There are some big changes to the state pension coming in in April.
The pension is set to rise from April 1 by 3.9%, the biggest rise since 2012.
The pension is protected by what’s called the triple lock – meaning the amount paid is increased every year in line with inflation, average earnings or 2.5 per cent, whichever is highest.
In this case, average earnings went up by 3.9 per cent in the thee months leading to July 2019 so that figure was used to determine the increase – reports Birmingham Live.
The government are also set to increase social security payments, such as Universal Credit.

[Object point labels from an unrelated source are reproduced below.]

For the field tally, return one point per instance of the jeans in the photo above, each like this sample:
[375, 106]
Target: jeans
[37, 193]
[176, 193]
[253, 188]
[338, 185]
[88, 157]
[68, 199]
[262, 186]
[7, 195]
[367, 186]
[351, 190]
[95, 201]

We’ve outlined the changes you can expect to see in your pension from April below.
Here’s how the increases affect each aspect of the state pension.
State pension changes for April 2020
New State Pension
Full rate – increasing from £168.60 to £175.20
Transitional rate below full rate – increasing from 2.5859% to 3.9146%
Protected Payment – decreasing from 2.40% to 1.70%
Increments – own (based on deferred new State Pension) – decreasing from 2.40% to 1.70%
Increments – inherited (based on deferred old State Pension) – decreasing from 2.40% to 1.70%
Old State Pension
Category A or B basic pension – increasing from £129.20 to £134.25
Category B (lower) basic pension – spouse or civil partner’ s insurance – increasing from £77.45 to £80.45
Category C or D – non-contributory – increasing from £77.45 to £80.45
Decreasing from 2.40% to 1.70%
Maximum additional pension (own + inherited) – going up from £176.41 to £179.41
Basic pension – decreasing from 2.40% to 1.70%
Additional pension – decreasing from 2.40% to 1.70%
Graduated Retirement Benefit (GRB) – decreasing from 2.40% to 1.70%
Inheritable lump sum – decreasing from 2.40% to 1.70%
Contracted-out Deduction from AP in respect of pre-April 1988 contracted-out earnings – nil
Contracted-out Deduction from AP in respect of contracted-out earnings from April 1988 to 1997 – decreasing from 2.40% to 1.70%
Graduated Retirement Benefit (unit) – increasing from 0.1416 to 0.1440
Increase of long term incapacity for age – decreasing from 2.40% to 1.70%
Addition at age 80 – stays at 0.25
Increase of long-term incapacity for age:
- higher rate – increasing from £22.90 to £23.30
- lower rate – increasing from £11.50 to £11.70
Invalidity Allowance (Transitional) for State Pension recipients:
- higher rate – increasing from £22.90 to £23.30
- middle rate – increasing from £14.70 to £14.90
- lower rate – increasing from £7.35 to £7.45
Other changes coming
But there is some bad news, as the adult dependency payment (ADI) is being stopped in April, which could mean thousands of pensions are cut by £70 a week.
ADI is a payment for a partner who is financially dependent on you and hasn’t yet reached pension age.
The scheme closed to new applications in 2010 and will cease entirely this April.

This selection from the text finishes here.